The U.S. Cybersecurity and Infrastructure Security Agency announced that a new high severity vulnerability is now added to its Known Exploited Vulnerabilities Catalog. The vulnerability is a command injection flaw found in the Zimbra email suite. The vulnerability, tracked as CVE-2022-27924, can allow attackers to execute arbitrary Memchached commands and data theft.
Under attack
The vulnerability was disclosed by SonarSource. SonarSource stated that the code flaws affect Zimbra’s Reverse Proxy and can be exploited with default configurations by an unauthenticated attacker. There are two strategies that allow attackers to exploit the vulnerability.
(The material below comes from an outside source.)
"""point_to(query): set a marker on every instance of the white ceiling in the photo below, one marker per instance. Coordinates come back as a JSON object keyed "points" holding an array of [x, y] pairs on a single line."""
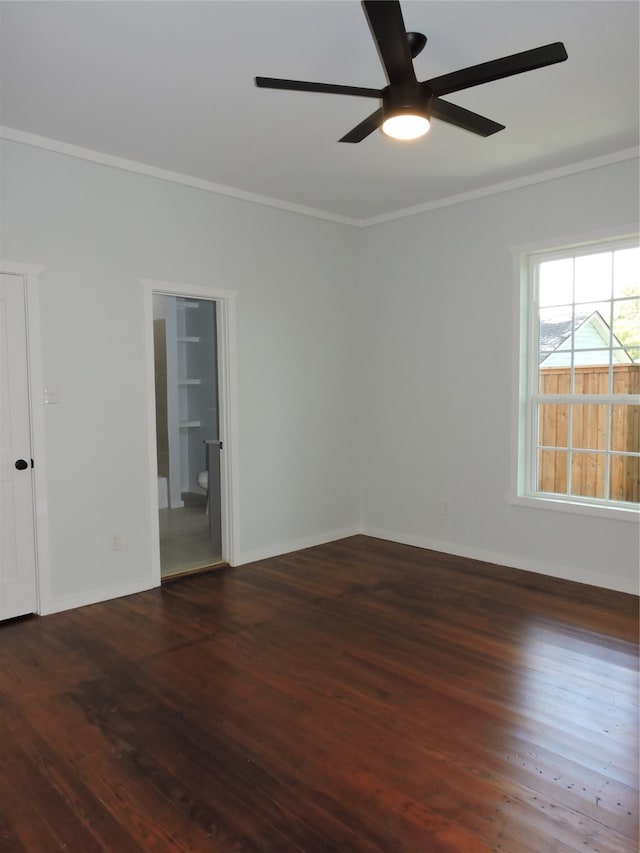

The first one requires the attacker to know the email address of victims to be able to steal their login credentials. The second exploitation technique exploits “Response Smuggling” to bypass the restrictions allowing an attacker to steal cleartext credentials from any vulnerable Zimbra instance.
The vulnerabilities were patched by the company in May. Patch 24.1 has been released as a security patch for Zimbra 9.0.0 and patch 31.1 has been released as a security patch for Zimbra 8.8.15. CISA urged FCEB agencies to remediate identified vulnerabilities by the due date to protect FCEB networks against active threats. In the list, the vulnerability was disclosed as,
« Zimbra Collaboration (ZCS) allows an attacker to inject memcache commands into a targeted instance which causes an overwrite of arbitrary cached entries. »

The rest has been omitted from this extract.